Oldies But Goodies: Doom Patrol Vol.2 #57 (Juil. 1992)

[FRENCH] Si Charles Xavier, le mentor des X-Men, a eu des moments assez noirs (Onslaught, Deadly Genesis) ce n’est rien à côté du Chef, autre leader en chaise roulante. Grant Morrison démasqua en 1992 cette tête pensante de la Doom Patrol comme l’une des pires raclures de DC, prêt à manipuler son équipe pour assouvir sa soif de puissance ou ses phantasmes.

Oh la jolie couverture que voilà. Normal, c’est du Simon Bisley (qui était à l’époque le cover-artist régulier de Doom Patrol). Mais qui est donc ce gnome grimaçant qui occupe l’image? Nul autre que le Chef, le leader charismatique et humaniste qui a fondé la Doom Patrol. Depuis des années, il recueille les phénomènes, les gens que leurs pouvoirs et leur apparence mettent en dehors de la société. Les X-Men et la Doom Patrol ayant commencé leur publication à quelques semaines (pour ne pas dire quelques jours) d’écart, le rapprochement est logique. D’autant que le Chef, comme le Professeur Xavier, est coincé dans une chaise roulante. Et comme le Prof X, le Chef a sa philosophie, basée sur un amour de la science et une acceptation des différences, mises au service du plus grand nombre. Il suffit de remplacer la notion de « mutants » chère aux X-Men par celle de « freaks », de monstres de foire que sont les membres de la Doom Patrol (fut un temps publiée en France sous le nom de « Patrouille Z », ce qui renforçait d’autant la ressemblance avec les mutants « X »). Et le Chef, surplombant tout ça, c’est un saint qui a sauvé tous ces handicapés (comme Robotman, réduit à l’état de cerveau désincarné) et leur a donné un but.

Oui, enfin ça, c’était jusqu’à la fin du numéro précédént (le #56). Le puissant Robotman rentrait au QG pour trouver un de ses co-équipiers mort sur le sol. Robotman découvrait alors la chaise roulante du Chef, renversée à terre. Et Robotman, bien sûr, s’inquiétait pour son bienfaiteur. Avant de le découvrir sur le seuil de la porte, marchant sur ses deux jambes et portant en main le pistolet qui, selon toute vraisemblance, venait de tuer la victime. Cut. Tout ça nous amène à Doom Patrol #57, scénarisé par Grant Morrison et dessiné par Richard Case.

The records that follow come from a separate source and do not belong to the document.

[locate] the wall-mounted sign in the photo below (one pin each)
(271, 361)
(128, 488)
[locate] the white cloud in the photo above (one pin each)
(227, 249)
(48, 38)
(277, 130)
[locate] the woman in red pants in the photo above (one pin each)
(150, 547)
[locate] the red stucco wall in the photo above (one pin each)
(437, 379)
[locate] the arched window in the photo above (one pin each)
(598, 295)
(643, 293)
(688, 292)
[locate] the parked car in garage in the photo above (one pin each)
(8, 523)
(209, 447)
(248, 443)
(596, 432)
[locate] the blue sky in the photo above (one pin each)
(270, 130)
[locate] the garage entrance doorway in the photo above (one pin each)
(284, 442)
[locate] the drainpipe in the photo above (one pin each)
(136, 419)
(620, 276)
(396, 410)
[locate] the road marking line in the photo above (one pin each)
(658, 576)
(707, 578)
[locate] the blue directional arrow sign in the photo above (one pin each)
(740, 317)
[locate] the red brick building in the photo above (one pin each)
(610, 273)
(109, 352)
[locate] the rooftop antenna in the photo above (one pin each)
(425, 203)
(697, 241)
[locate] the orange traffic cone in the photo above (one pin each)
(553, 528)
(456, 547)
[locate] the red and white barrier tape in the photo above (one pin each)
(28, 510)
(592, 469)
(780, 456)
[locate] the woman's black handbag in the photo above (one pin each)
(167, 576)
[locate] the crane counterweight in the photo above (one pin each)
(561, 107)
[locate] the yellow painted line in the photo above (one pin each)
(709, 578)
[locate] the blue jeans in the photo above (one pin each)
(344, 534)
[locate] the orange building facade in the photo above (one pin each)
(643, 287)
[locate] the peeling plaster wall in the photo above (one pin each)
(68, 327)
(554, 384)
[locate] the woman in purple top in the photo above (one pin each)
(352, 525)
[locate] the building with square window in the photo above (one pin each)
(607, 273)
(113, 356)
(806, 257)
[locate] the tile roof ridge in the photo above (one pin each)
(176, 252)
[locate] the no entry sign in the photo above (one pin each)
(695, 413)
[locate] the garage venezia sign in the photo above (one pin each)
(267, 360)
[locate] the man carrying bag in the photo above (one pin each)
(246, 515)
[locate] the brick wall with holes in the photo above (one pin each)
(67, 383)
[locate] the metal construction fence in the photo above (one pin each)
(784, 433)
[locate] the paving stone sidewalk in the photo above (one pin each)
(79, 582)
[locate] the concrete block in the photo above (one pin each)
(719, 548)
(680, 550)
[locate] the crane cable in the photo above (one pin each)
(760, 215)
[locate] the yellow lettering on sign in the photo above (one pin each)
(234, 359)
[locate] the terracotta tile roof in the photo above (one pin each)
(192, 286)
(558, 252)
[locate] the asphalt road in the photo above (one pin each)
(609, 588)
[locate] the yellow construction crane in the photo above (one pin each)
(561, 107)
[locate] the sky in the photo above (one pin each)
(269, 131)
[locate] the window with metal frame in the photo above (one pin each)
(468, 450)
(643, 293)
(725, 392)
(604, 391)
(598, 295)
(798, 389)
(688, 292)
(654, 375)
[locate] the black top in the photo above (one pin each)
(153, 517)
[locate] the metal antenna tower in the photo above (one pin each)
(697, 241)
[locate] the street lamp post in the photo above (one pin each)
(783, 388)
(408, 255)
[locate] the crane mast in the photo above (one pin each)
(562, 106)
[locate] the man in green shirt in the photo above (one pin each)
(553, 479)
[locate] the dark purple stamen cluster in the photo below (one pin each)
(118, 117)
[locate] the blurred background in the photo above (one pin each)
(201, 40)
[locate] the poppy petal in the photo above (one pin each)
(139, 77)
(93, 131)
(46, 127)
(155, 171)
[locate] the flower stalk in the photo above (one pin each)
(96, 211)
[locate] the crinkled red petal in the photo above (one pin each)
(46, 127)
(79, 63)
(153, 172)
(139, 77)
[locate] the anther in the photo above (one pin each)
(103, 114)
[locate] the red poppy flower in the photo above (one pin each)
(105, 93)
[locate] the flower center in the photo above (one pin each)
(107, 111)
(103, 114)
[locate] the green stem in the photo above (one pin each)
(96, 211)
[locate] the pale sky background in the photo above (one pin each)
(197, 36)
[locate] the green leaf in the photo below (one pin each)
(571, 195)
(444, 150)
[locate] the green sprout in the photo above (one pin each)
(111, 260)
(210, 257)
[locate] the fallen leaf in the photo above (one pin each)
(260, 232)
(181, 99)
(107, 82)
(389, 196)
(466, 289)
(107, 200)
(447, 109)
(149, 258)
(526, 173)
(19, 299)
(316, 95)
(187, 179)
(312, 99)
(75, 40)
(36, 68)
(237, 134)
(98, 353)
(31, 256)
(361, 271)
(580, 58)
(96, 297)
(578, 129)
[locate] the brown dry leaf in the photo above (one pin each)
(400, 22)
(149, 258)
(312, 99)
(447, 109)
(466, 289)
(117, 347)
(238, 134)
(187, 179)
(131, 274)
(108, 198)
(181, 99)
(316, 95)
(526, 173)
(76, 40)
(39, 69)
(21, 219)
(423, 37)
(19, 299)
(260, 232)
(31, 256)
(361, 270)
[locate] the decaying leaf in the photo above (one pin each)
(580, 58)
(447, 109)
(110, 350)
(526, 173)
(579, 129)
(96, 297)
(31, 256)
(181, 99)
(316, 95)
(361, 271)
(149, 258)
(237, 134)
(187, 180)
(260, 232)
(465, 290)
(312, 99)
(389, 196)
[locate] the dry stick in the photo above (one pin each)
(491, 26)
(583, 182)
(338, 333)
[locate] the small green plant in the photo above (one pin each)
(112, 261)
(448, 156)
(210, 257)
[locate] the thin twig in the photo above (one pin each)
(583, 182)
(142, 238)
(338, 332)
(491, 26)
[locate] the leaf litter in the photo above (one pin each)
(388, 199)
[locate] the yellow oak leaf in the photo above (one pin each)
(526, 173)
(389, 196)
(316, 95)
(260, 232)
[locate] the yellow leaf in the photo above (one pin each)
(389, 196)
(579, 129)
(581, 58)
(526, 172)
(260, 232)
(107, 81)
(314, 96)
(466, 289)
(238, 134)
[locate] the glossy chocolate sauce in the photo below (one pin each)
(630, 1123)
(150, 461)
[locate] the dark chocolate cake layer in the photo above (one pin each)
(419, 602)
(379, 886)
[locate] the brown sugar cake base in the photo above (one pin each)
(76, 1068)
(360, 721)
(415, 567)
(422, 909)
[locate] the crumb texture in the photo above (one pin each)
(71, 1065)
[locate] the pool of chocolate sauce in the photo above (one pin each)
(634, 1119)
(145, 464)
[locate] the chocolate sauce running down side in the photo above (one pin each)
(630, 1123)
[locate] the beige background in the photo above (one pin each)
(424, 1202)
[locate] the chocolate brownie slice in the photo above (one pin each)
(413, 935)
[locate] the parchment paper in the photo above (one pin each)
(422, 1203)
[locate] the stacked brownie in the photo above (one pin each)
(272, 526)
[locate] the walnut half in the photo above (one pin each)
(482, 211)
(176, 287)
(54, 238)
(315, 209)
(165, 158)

Robotman est toujours là, incrédule. Son ami Josh est mort et le Chef, contre toute attente, marche. Le vieil homme, lui, ne s’en étonne pas et explique que ça fait un moment qu’il n’avait plus besoin de cette chaise. Robotman est sous le coup et, comme par automatisme, suit son leader dans un labo ou le Chef, peu préoccupé par le sort de Josh, présente alors à l’autre héros sa plus grande réussite: une piscine qu’il nomme le Think Tank. Cette eau est en fait remplie de nano-machines capables de tout créer ou tout détruire. C’est, je crois, l’une des premières références aux nano-machines/nannites dans les comics alors qu’elles sont par la suite devenues beaucoup plus répandues. Avec ça, le Chef a pour ainsi dire un pouvoir total sur la réalité telle que nous la connaissons. D’ailleurs il s’en sert… pour se fabriquer une barre de chocolat. Mais, si ces machines peuvent vraiment tout faire, Robotman théorise qu’ils pourraient s’en servir pour ramener à la vie son ami décédé. Le Chef lui dit que oui mais poursuit en expliquant que ce ne serait pas une bonne idée. C’est en effet bien lui qui a tué Josh, comme le lecteur commençait à s’en douter fortement tandis que Robotman, lui, était incapable d’arriver à cette conclusion. Le Chef explique alors que Josh était sur le point de découvrir ce qu’il tramait..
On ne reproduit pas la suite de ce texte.